Friday, September 29, 2023

MPEG Issues Call for Evidence for Video Coding for Machines

At the recent 139th MPEG meeting, MPEG Technical Requirements (WG 2) issued a Call for Evidence (CfE) for technologies and solutions enabling efficient feature coding for machine vision tasks.

MPEG’s exploration work on Video Coding for Machines aims at compressing features for machine-performed tasks such as video object detection and event analysis. As neural networks increase in complexity, architectures such as collaborative intelligence, whereby a network is distributed across an edge device and the cloud, become advantageous. With the rise of newer network architectures being deployed amongst a heterogenous population of edge devices, such architectures bring flexibility to systems implementers.

Due to such architectures, there is a need to efficiently compress intermediate feature information for transport over wide area networks (WANs). As feature information differs substantially from conventional image or video data, coding technologies and solutions for machine usage could differ from conventional human-viewing-oriented applications to achieve optimised performance. With the rise of machine learning technologies and machine vision applications, the amount of video and images consumed by machines has rapidly grown.

Typical use cases include intelligent transportation, smart city technology, intelligent content management, etc., which incorporate machine vision tasks such as object detection, instance segmentation, and object tracking. Due to the large volume of video data, extracting and compressing the feature from a video is essential for efficient transmission and storage.
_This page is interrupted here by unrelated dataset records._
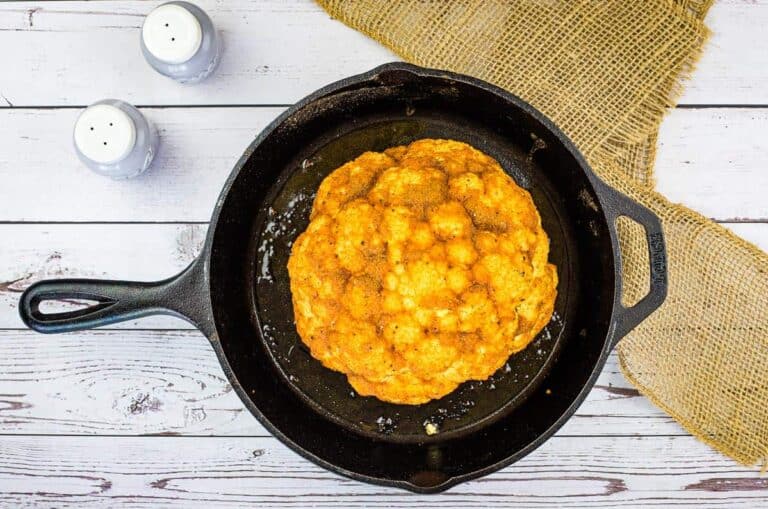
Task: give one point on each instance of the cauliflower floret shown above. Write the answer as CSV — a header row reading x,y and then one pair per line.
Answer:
x,y
421,268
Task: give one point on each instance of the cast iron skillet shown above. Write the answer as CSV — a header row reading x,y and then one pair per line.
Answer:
x,y
237,291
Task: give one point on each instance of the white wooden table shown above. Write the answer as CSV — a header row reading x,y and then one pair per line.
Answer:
x,y
140,414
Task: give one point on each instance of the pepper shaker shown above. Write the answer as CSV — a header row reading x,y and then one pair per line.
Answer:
x,y
113,138
179,40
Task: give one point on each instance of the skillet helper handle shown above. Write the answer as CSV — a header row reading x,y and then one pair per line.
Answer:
x,y
114,301
627,318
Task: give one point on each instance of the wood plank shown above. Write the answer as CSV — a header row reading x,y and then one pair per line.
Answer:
x,y
32,252
711,159
714,161
59,45
591,472
133,252
122,382
44,181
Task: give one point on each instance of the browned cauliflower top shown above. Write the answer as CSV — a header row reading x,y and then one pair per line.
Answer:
x,y
422,267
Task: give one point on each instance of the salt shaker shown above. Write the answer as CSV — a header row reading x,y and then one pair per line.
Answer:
x,y
113,138
179,40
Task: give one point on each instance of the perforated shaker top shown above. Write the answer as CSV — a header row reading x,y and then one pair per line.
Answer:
x,y
172,33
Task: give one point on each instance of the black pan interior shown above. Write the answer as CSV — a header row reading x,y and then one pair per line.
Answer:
x,y
268,206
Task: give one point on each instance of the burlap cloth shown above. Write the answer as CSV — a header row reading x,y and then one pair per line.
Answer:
x,y
606,71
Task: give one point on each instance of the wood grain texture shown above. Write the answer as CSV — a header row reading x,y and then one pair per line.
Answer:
x,y
98,390
590,472
276,52
127,382
137,252
711,159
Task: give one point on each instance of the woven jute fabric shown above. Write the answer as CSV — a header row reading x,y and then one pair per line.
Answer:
x,y
606,71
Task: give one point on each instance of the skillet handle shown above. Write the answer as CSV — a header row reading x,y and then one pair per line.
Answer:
x,y
115,301
617,205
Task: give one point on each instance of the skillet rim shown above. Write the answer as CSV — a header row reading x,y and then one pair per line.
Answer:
x,y
374,74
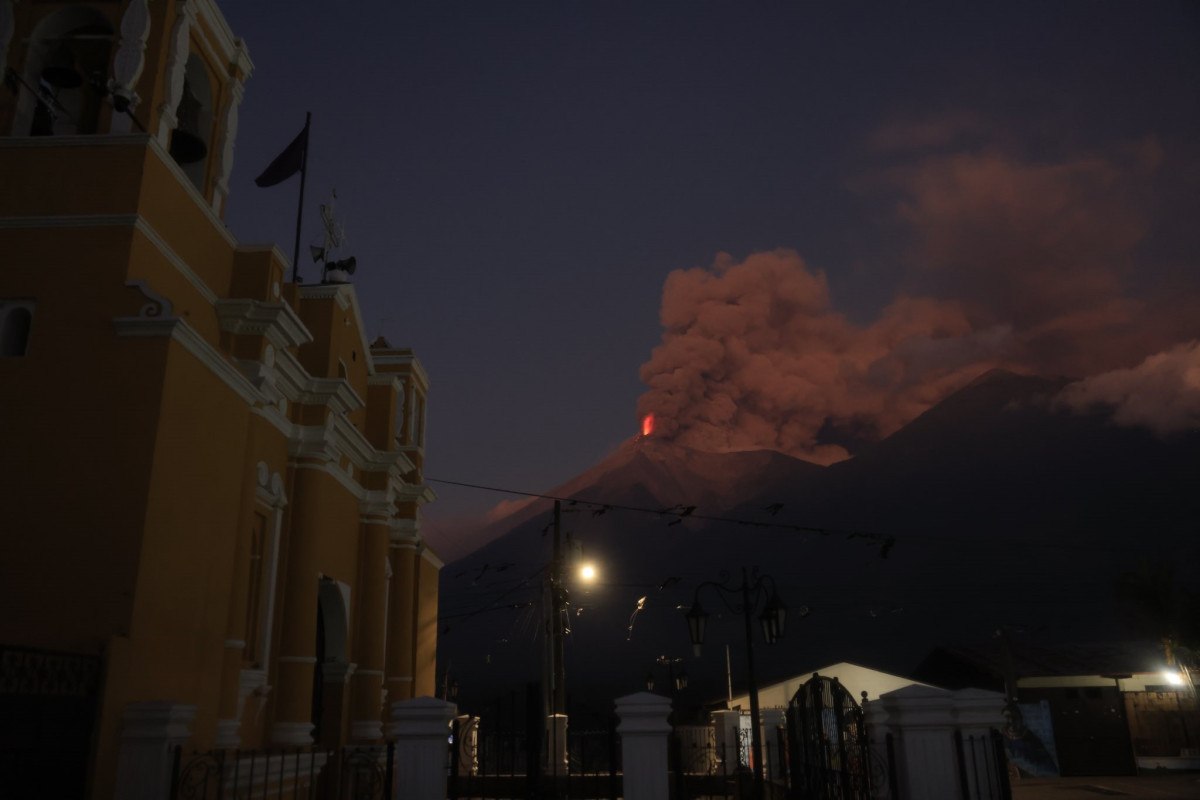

Feature compression technology solicited in this CfE can also be helpful in other regards, such as computational offloading and privacy protection.

Over the last three years, MPEG has investigated potential technologies for efficiently compressing feature data for machine vision tasks and established an evaluation mechanism that includes feature anchors, rate-distortion-based metrics, and evaluation pipelines.

Discussion of the submissions in response to the CfE will take place at the 140th MPEG meeting in October 2022.